Y la película queda planteada como un gran ensayo, construido a base de pequeñas luchas de ego o de amistad, de recuperaciones de recuerdos y de redescubrimiento de la camaradería. En cierto modo, esto podría entenderse como una versión descafeinada, conscientemente complaciente de La Venus de las pieles, solo que obviamente despojado del salvaje juego psicosexual y de la carga onírica de Polanski. No obstante como en aquella, en la de Le Guay los dos protagonistas van diluyendo los límites entre sus personalidades y la de los personajes que interpretan. Si Molière en bicicleta es una gran oda a la profesión de actor, que lo es, es porque nos recuerda cómo el buen intérprete es aquel que no se limita a recitar los versos (una constante en este libreto) sino también a hacer de su vida propia la de su personaje. Lo cierto es que, con la relación de ellos dos como centro gravitacional de la película (al que pronto se añadirá un satélite orbitante en forma de personaje femenino) su condición de perros viejos salidos de todo, pasados de ironía, anegados en el esnobismo y la presuntuosidad propia de los actores, esto puede hacer pensar también en The Trip. Por lo menos con aquella conecta en su aire de suave naturalismo marcado por los entornos de la campiña y en sus tête-à-tête que toman los interiores como campos de batalla.
En ellos, y a medida que se estrecha el cerco de confianza, van aflorando las circunstancias del pasado de ambos protagonistas, detalles desconocidos de su vida cotidiana y sus respectivas flaquezas y anhelos. Y a la vez se vierten discretas reflexiones sobre la vigencia del texto clásico y la necesidad o no de actualizarlo, sobre el choque entre la «alta cultura» (los versos originales) y la «baja cultura» (su adaptación al ámbito televisivo), sobre la vanidad y la humildad, sobre la dicotomía entre vida urbana y vida rural y de cómo esta se disuelve cuando hay algo más grande, en este caso la amistad y el teatro. Intenciones buenas, esfuerzos que siempre son de agradecer en comedias ligeras pero que, sin embargo, tampoco logran hacer sobresalir a la película sobre la media. Al fin y al cabo el director parece optar por ir a medio gas en todo (en la comedia y en el drama, en la descripción de los personajes y en la explotación de las posibilidades escénicas y dramáticas de cada secuencia) más que adoptar esa personalidad única y algo más extremada.

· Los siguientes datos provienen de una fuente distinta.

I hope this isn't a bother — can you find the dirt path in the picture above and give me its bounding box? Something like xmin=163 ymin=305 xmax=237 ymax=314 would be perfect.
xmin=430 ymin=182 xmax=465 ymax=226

En cambio ofrece una realización en general anodina que parece autojustificarse con el relativo olorcillo a cine de buen rollo.
Lo cual no va a ser suficiente como para hacer el producto perdurable, más allá del recuerdo de su público objetivo; ese de mediana edad que va en pareja una vez al mes y no pide nada más que un rato más o menos inteligente que luego pueda servirle como recomendación para las amistades entre el primer y el segundo plato de una cena un tanto previsible. Muy bien, nada que objetar a eso último, pero por aquí pedimos más.